Os revoltosos acabaram por circular por ruas adjacentes da cidade, onde à medida que exigiam a demissão do ministro do interior francês, Christophe Castaner, pilharam lojas, incendiaram caixotes do lixo e rebentaram petardos.

A polícia foi mesmo obrigada, por diversas vezes, a avançar sobre os manifestantes com o lançamento de gás lacrimogéneo.

É necessário recordar que Steve Maia Caniço desapareceu na madrugada da Festa da Musica, de 21 para 22 de junho, depois de uma intervenção policial em que terão sido usados gás lacrimogéneo e balas de borracha para dispersar os jovens, o que terá levado a que várias pessoas tenham caído ao rio Loire.

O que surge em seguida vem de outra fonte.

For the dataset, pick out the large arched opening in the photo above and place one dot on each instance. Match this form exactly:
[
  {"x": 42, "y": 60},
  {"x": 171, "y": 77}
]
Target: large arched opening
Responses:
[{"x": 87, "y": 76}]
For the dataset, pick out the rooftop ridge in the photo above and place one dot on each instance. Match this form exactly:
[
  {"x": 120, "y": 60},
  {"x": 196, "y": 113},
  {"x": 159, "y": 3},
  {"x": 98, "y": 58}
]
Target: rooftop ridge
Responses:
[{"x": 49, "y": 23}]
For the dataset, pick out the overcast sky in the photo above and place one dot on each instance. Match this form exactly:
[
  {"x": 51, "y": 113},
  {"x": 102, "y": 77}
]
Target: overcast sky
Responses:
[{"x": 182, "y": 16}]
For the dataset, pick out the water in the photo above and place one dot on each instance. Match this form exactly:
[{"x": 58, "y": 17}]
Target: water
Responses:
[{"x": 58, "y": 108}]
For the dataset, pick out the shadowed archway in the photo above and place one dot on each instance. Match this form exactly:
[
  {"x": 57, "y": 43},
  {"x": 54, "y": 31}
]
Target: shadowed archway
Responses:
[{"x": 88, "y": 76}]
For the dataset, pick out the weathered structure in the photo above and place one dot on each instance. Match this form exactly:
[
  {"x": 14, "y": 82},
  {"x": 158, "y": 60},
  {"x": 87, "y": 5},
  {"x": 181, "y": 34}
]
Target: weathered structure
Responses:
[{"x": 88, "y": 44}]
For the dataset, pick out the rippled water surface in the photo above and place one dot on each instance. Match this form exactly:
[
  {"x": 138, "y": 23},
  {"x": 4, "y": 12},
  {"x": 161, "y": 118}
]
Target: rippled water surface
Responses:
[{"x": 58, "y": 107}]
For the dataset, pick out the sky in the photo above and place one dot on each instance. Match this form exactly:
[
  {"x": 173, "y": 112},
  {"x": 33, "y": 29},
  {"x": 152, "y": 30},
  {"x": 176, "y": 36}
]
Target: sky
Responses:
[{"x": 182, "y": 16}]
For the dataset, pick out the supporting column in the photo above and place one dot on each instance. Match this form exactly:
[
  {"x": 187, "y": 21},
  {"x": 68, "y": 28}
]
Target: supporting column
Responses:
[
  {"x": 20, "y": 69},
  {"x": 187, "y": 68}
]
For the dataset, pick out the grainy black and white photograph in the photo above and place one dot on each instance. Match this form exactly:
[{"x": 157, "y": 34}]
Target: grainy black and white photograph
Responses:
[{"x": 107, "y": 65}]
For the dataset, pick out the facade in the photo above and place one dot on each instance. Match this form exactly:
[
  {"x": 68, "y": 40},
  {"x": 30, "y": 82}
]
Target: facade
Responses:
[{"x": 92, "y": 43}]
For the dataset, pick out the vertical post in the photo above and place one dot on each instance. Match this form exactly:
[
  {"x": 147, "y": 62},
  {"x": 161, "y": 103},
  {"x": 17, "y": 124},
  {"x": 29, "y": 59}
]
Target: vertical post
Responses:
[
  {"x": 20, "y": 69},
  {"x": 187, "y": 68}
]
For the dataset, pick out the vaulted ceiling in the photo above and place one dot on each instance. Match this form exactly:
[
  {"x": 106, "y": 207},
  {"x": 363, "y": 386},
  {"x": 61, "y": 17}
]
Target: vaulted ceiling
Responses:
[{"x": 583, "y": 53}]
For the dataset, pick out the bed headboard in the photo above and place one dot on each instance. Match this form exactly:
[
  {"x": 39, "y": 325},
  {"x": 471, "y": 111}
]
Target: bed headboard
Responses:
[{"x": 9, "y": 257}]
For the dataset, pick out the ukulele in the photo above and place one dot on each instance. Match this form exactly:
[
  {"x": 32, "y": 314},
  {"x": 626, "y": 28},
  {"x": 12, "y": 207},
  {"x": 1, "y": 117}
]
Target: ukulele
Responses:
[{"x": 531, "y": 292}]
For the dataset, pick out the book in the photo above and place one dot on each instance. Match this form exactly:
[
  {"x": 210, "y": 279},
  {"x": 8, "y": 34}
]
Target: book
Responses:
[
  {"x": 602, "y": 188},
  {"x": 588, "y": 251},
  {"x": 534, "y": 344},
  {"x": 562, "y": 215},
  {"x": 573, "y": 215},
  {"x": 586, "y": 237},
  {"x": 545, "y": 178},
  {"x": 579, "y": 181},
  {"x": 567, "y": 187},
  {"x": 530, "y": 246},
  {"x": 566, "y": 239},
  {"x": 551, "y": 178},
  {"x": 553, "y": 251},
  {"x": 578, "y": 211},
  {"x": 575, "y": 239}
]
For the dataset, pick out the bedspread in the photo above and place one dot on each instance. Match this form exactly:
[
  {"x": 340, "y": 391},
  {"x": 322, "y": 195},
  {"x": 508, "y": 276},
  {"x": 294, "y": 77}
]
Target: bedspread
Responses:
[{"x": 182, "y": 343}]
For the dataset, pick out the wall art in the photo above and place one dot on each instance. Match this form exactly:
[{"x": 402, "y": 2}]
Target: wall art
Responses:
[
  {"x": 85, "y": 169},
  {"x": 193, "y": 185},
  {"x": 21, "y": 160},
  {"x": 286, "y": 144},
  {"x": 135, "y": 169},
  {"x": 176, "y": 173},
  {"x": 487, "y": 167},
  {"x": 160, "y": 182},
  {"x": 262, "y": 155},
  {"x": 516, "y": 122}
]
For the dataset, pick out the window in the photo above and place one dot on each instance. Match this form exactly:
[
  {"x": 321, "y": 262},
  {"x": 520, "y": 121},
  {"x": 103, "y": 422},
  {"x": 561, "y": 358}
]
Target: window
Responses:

Um relatório do IGPN, a chamada "polícia das polícias", entretanto divulgado esta semana, um dia depois do corpo do jovem ter sido encontrado no rio Loire, acabou por ilibar os agentes policiais de qualquer responsabilidade na morte de Steve.

No entanto, o ministro do Interior francês, Christophe Castaner, admitiu a persistência de dúvidas dúvidas quanto à legalidade do uso de gás lacrimogéneo.